В России вопросы о fashion примерно те же, что и десять лет назад и люди спорят о том, кому и зачем все это нужно; fashion-дизайнер в России это профессия или хобби и есть ли в стране индустрия моды? О рынке fashion в России — специально для Ъ-Lifestyle рассказывает Ольга Михайловская (Vogue).

В канун Нового года принято подводить итоги. Мировая fashion-общественность уже подводит их весь последний месяц. Этот год уходя оставил после себя много вопросов. У всех проблемы разного масштаба и степени сложности. Все недоумевают, почему из Dior ушел Раф Симонс, ведь все так хорошо начиналось, и что теперь будет со всеобщим любимцем Альбером Эльбазом, скандально расставшимся с Lanvin. Все вместе сокрушаются по поводу падения продаж французского, да и любого другого люкса в Китае. В самом Китае, Корее и даже Японии горюют о том, что в бесконечном потоке fashion-недель западные закупщики частенько физически не успевают добраться до их дизайнеров, что мешает этим дизайнерам занять достойное место в мировом модном процессе. И только в России вопросы примерно те же, что и десять лет назад, А именно: кому и зачем все это нужно; fashion-дизайнер в России это профессия или хобби; кто все эти люди в зале; и есть ли в стране индустрия моды?

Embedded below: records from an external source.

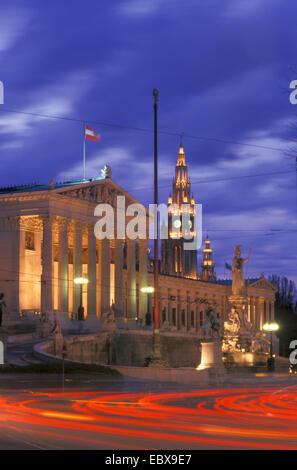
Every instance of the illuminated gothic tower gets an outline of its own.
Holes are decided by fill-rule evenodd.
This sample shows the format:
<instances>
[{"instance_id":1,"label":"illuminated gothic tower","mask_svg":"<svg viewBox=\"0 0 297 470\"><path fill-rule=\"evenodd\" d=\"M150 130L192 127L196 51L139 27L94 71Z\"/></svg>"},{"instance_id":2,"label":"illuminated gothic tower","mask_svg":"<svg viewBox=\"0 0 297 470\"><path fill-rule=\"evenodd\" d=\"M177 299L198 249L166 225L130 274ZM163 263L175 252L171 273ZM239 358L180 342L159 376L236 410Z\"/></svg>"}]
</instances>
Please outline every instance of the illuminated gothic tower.
<instances>
[{"instance_id":1,"label":"illuminated gothic tower","mask_svg":"<svg viewBox=\"0 0 297 470\"><path fill-rule=\"evenodd\" d=\"M180 235L183 231L182 214L186 209L182 207L182 204L189 205L188 210L190 211L189 226L184 227L184 230L194 235L195 200L193 195L191 196L188 167L181 142L177 155L172 196L170 195L168 198L168 240L162 240L161 269L165 274L197 279L197 250L185 250L185 244L191 243L191 240L176 237L178 230ZM176 217L178 215L180 216L179 220Z\"/></svg>"},{"instance_id":2,"label":"illuminated gothic tower","mask_svg":"<svg viewBox=\"0 0 297 470\"><path fill-rule=\"evenodd\" d=\"M203 261L201 263L202 281L215 281L216 274L214 272L214 262L212 259L212 249L210 248L210 240L208 235L205 240L205 248L203 250Z\"/></svg>"}]
</instances>

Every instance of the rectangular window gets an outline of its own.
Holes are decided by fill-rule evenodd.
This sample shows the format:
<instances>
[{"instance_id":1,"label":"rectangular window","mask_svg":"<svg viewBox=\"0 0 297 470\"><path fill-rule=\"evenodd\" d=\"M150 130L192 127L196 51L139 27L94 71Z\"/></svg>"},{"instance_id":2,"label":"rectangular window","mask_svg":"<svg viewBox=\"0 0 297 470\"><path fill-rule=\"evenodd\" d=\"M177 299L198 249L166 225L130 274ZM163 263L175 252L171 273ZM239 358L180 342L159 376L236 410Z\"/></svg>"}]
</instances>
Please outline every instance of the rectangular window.
<instances>
[{"instance_id":1,"label":"rectangular window","mask_svg":"<svg viewBox=\"0 0 297 470\"><path fill-rule=\"evenodd\" d=\"M194 328L194 311L191 311L191 328Z\"/></svg>"},{"instance_id":2,"label":"rectangular window","mask_svg":"<svg viewBox=\"0 0 297 470\"><path fill-rule=\"evenodd\" d=\"M172 309L172 323L176 326L176 308Z\"/></svg>"},{"instance_id":3,"label":"rectangular window","mask_svg":"<svg viewBox=\"0 0 297 470\"><path fill-rule=\"evenodd\" d=\"M200 326L203 325L203 312L202 311L199 313L199 325Z\"/></svg>"},{"instance_id":4,"label":"rectangular window","mask_svg":"<svg viewBox=\"0 0 297 470\"><path fill-rule=\"evenodd\" d=\"M186 325L186 312L182 310L182 326Z\"/></svg>"}]
</instances>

На последний, он же главный вопрос ответ ясен: индустрии нет. Пока нет. Но это не значит, что ее не может быть. При этом сразу оговоримся, под индустрией мы не имеем в виду французский, итальянский или даже английский образцы, за которыми стоят вековые традиции, и все, что из них проистекает,— ремесла, мануфактуры, школы, журналистика и аналитика. Речь идет о цивилизованном процессе создания и производства на территории России товаров, соответствующих современным понятиям о качестве и дизайне. Но для этого они, эти понятия, должны получить более или менее ясные очертания.

Иными словами, должна сформироваться профессиональная среда, ключевое слово «профессиональная». Речь идет не только и не столько о дизайнерах, стилистах, редакторах, которые сидят в первых рядах на показах, но в первую очередь об аналитиках и практиках, байерах и маркетологах, технических консультантах и технологах, ну и в конце концов об инвесторах, которые, как ни странно, тоже должны быть профессионалами своего дела. Пока что взяться этой профессиональной среде особенно неоткуда. В бывших советских институтах преподают люди, сформированные советской же средой, получившие советское образование и соответствующие представления о прекрасном и безобразном, но что самое катастрофическое, что большинство из них даже близко никогда не видели, как работает дизайнер в странах той самой модной индустрии, и не имеют представления о мировой практике. Что касается бизнес- и коммуникационной составляющей обучения, здесь дела обстоят не лучше.

Даже в самых дорогих и престижных fashion-школах преподают люди, не только сами не имеющие серьезного опыта в этой сфере, но порой никогда в жизни не видевшие вживую, как работают эти механизмы. Большинство из них не имели дела с крупными международными пиар-агентствами, никогда не были на fashion-шоу мировых столиц моды или в профессионально организованном шоуруме.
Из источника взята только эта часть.